Table 10: Firm Failure Prediction: Summary

Radius ( $\epsilon$ )	Balls	$\Delta$ Size	$\Delta$ Col	Zero	Con
0.1	926.41	403.97	1	558.97	3.56
	(6.67)	(49.73)	(0)	(4.32)	(0.14)
0.2	259.55	1191.74	0.16	64.89	4.01
	(4.77)	(129.5)	(0.04)	(2.8)	(0.2)
0.4	44.39	2455.53	0.02	2.03	5.29
	(2.18)	(197.3)	(0.01)	(0.18)	(0.39)
0.5	24.51	2849.32	0.01	0	5.05
	(1.7)	(171.95)	(0.01)	(0)	(0.42)
0.8	6.79	3254.41	0	0	2.81
	(1.01)	(123.12)	(0)	(0)	(0.47)
1	3.64	2675.85	0	0	1.32
	(0.75)	(663.64)	(0)	(0)	(0.37)

Notes: Radius ( $\epsilon$ ) reports the radius of ball that is used to construct the BM graph, Balls is the total number of balls within the BM graph, $\Delta$ Size is the difference in size between the smallest and largest ball, $\Delta$ Col is the difference between the highest and lowest colouration value for any ball within the graph, Zero is the number of balls for which there is no connectivity to any other ball and Con. is the average number of connections per ball amongst those balls that have at least one connection. All figures are the means from the 10000 repetitions at each point number, with figures in parentheses being the standard deviation across all values within the 10000 repetitions. The cloud used comprises five axes, being the ratio working capital to total assets, the ratio of retained earnings to total assets, the ratio of earnings before interest and taxation to total assets, the ratio of total market valuation to total liabilities and finally the ratio of sales to total assets. These are the five ratios suggested in Altman, (1968).
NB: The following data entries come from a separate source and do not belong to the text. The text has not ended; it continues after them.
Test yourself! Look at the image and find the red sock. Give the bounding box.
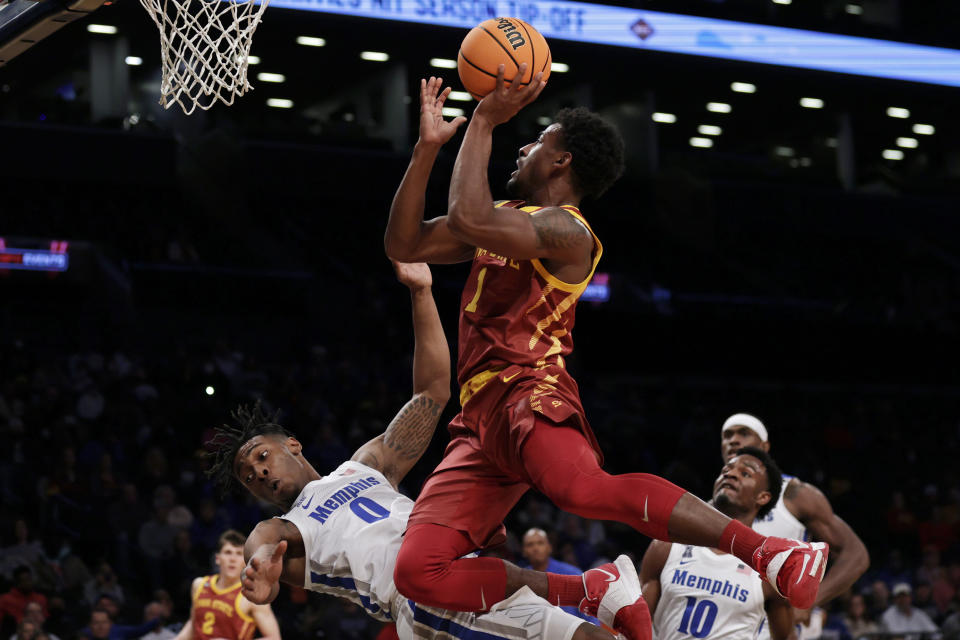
[717,520,767,567]
[547,573,586,607]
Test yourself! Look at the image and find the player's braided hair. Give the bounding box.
[207,400,292,492]
[553,107,624,198]
[734,447,783,519]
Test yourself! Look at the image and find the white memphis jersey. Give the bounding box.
[753,475,810,541]
[281,461,413,621]
[653,544,764,640]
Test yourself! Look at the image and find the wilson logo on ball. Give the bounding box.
[497,18,527,51]
[457,18,553,100]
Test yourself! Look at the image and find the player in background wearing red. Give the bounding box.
[176,529,280,640]
[384,70,827,640]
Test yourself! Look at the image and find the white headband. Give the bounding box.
[720,413,767,442]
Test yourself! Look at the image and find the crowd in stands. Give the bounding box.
[0,302,960,640]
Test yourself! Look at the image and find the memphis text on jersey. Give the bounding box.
[670,569,750,602]
[293,477,380,524]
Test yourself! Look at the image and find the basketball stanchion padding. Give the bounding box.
[140,0,268,114]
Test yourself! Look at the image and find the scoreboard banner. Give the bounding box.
[270,0,960,86]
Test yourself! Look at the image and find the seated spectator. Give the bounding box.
[0,567,47,624]
[83,562,124,607]
[10,620,40,640]
[80,609,160,640]
[843,594,880,640]
[880,582,940,634]
[940,611,960,640]
[520,528,598,624]
[11,602,60,640]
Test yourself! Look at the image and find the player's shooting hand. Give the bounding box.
[390,260,433,291]
[420,76,467,145]
[240,540,287,604]
[473,62,547,126]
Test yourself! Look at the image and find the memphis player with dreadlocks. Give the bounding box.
[210,264,640,640]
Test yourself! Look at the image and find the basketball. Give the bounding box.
[457,18,553,100]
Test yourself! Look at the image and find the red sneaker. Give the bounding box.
[753,536,830,609]
[580,556,653,640]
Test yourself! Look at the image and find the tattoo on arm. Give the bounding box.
[383,395,443,460]
[530,209,588,249]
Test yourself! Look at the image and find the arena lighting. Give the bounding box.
[258,0,960,86]
[360,51,390,62]
[297,36,327,47]
[650,111,677,124]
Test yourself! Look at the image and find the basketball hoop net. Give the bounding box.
[140,0,269,115]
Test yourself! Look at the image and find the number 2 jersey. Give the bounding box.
[281,461,413,621]
[190,575,256,640]
[653,544,765,640]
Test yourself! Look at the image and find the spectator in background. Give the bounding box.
[80,609,160,640]
[520,528,599,624]
[0,518,52,586]
[10,620,40,640]
[940,611,960,640]
[0,567,47,624]
[83,562,124,607]
[843,594,880,640]
[11,602,60,640]
[870,580,890,620]
[880,582,939,634]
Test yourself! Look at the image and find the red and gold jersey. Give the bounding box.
[191,575,256,640]
[457,201,603,401]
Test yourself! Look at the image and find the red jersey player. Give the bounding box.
[384,70,828,640]
[176,529,280,640]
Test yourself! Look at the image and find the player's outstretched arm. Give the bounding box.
[240,518,306,604]
[383,76,474,263]
[640,540,670,616]
[784,481,870,606]
[351,262,450,487]
[447,63,593,262]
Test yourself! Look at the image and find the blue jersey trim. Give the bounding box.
[310,571,393,620]
[407,600,503,640]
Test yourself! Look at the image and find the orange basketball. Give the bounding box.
[457,18,553,100]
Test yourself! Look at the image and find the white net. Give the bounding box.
[140,0,268,114]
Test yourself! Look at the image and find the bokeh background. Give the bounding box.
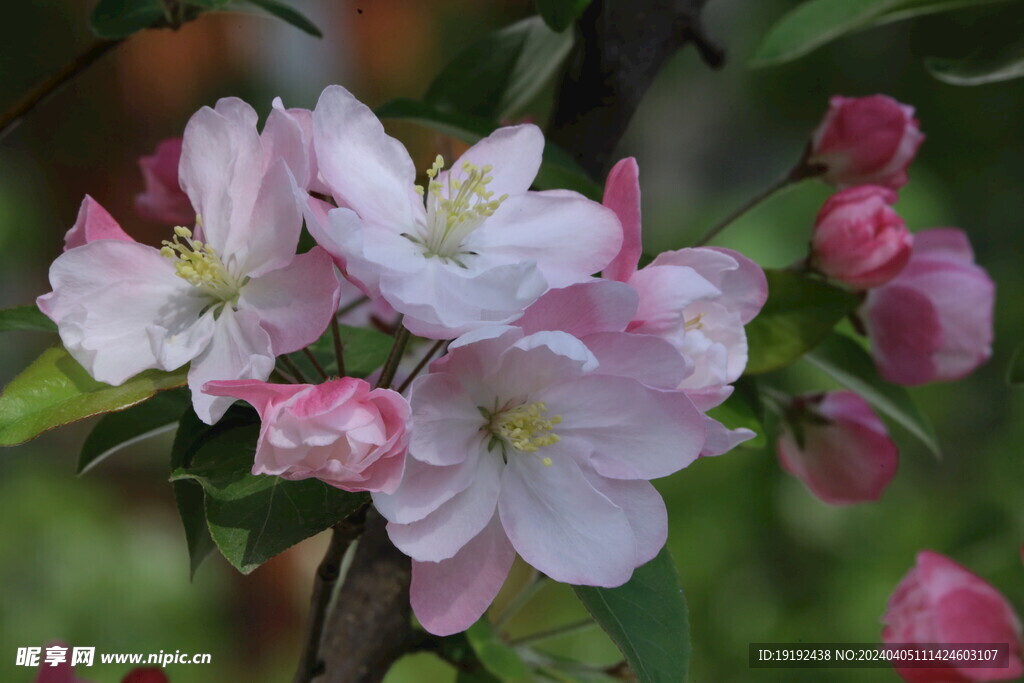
[0,0,1024,683]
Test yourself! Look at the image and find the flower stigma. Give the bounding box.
[404,155,508,267]
[480,400,562,467]
[160,225,242,303]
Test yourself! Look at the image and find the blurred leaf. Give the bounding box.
[78,389,191,474]
[572,548,690,683]
[0,304,57,332]
[925,36,1024,85]
[89,0,166,40]
[708,377,767,449]
[423,16,573,121]
[0,346,187,445]
[1007,345,1024,384]
[301,321,394,378]
[751,0,1010,67]
[376,99,602,200]
[237,0,324,38]
[745,269,858,375]
[171,409,369,573]
[466,616,529,681]
[537,0,591,32]
[804,334,941,457]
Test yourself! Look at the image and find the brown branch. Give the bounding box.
[314,511,416,683]
[549,0,725,178]
[0,39,124,140]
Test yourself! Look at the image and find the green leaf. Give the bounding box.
[1007,345,1024,384]
[171,409,369,573]
[708,377,768,449]
[573,548,690,683]
[423,16,572,121]
[0,346,187,445]
[751,0,1009,67]
[537,0,591,32]
[804,334,941,457]
[466,616,529,681]
[78,389,191,474]
[376,98,603,200]
[89,0,166,40]
[239,0,324,38]
[745,269,859,375]
[0,304,57,332]
[925,37,1024,85]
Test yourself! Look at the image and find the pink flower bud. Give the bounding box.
[135,137,196,226]
[860,228,995,386]
[203,377,410,493]
[807,95,925,189]
[882,550,1024,683]
[776,391,898,505]
[811,185,911,289]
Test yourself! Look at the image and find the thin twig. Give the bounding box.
[331,315,345,377]
[0,38,124,140]
[509,618,597,645]
[278,355,308,384]
[398,339,447,393]
[377,319,411,389]
[302,347,328,379]
[293,503,370,683]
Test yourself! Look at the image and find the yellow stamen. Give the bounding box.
[490,401,562,458]
[160,227,240,301]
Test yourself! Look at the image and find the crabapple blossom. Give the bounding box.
[374,327,705,635]
[306,86,622,339]
[859,228,995,385]
[203,377,409,493]
[604,158,768,455]
[807,95,925,189]
[776,391,899,505]
[811,185,912,289]
[882,550,1024,683]
[135,137,196,225]
[37,98,338,424]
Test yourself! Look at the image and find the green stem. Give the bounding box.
[398,339,447,393]
[509,618,597,646]
[0,39,124,140]
[377,319,412,389]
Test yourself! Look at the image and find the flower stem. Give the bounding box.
[278,355,308,384]
[0,39,124,139]
[293,503,370,683]
[302,347,327,380]
[331,315,345,377]
[398,339,447,393]
[377,319,412,389]
[693,160,820,247]
[509,617,597,646]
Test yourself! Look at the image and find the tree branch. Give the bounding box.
[549,0,725,178]
[313,510,415,683]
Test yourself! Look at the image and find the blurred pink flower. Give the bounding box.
[135,137,196,225]
[859,228,995,385]
[37,98,338,424]
[598,158,768,456]
[882,550,1024,683]
[811,185,912,289]
[776,391,899,505]
[307,86,622,339]
[374,327,705,635]
[807,95,925,189]
[203,377,409,493]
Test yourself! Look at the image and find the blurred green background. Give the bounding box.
[0,0,1024,683]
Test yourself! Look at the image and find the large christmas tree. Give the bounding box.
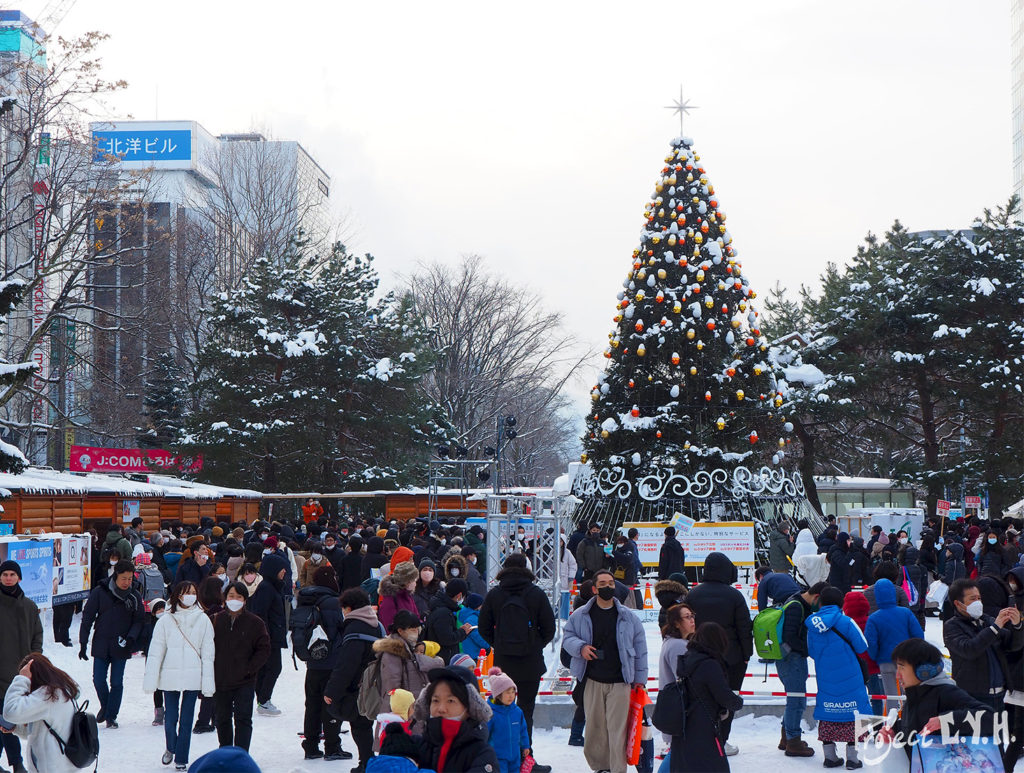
[583,138,793,496]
Once again we vary the ball radius and take 10000 BM graphs for each radius considered. Consequently we may take summary statistics on the results from these repetitions to inform about the behaviour of the firm failure cloud. Table 10 demonstrates the same properties over increasing $\epsilon$ as the artificial cases, the ball number falling rapidly and the size increasing accordingly. Connectivity follows the inverted u-shape as well, the average connectivity amongst connected balls peaking at 5.29 when $\epsilon=0.4$ . It may be noted that the number of zero connection balls has almost reached zero at this stage. Given the application of this model to identifying failing firms the difference in colour being 1 at $\epsilon=0.1$ confirms there are some balls in which all firms fail. However, the average number of balls being 926 means that this is not practical from a visualisation perspective. In the examples that follow we use $\epsilon=0.2$ , but this already shows a maximum colour difference of just 0.16. First though we may apply the metrics to produce graphs which summarise the 10000 repetitions of the BM algorithm.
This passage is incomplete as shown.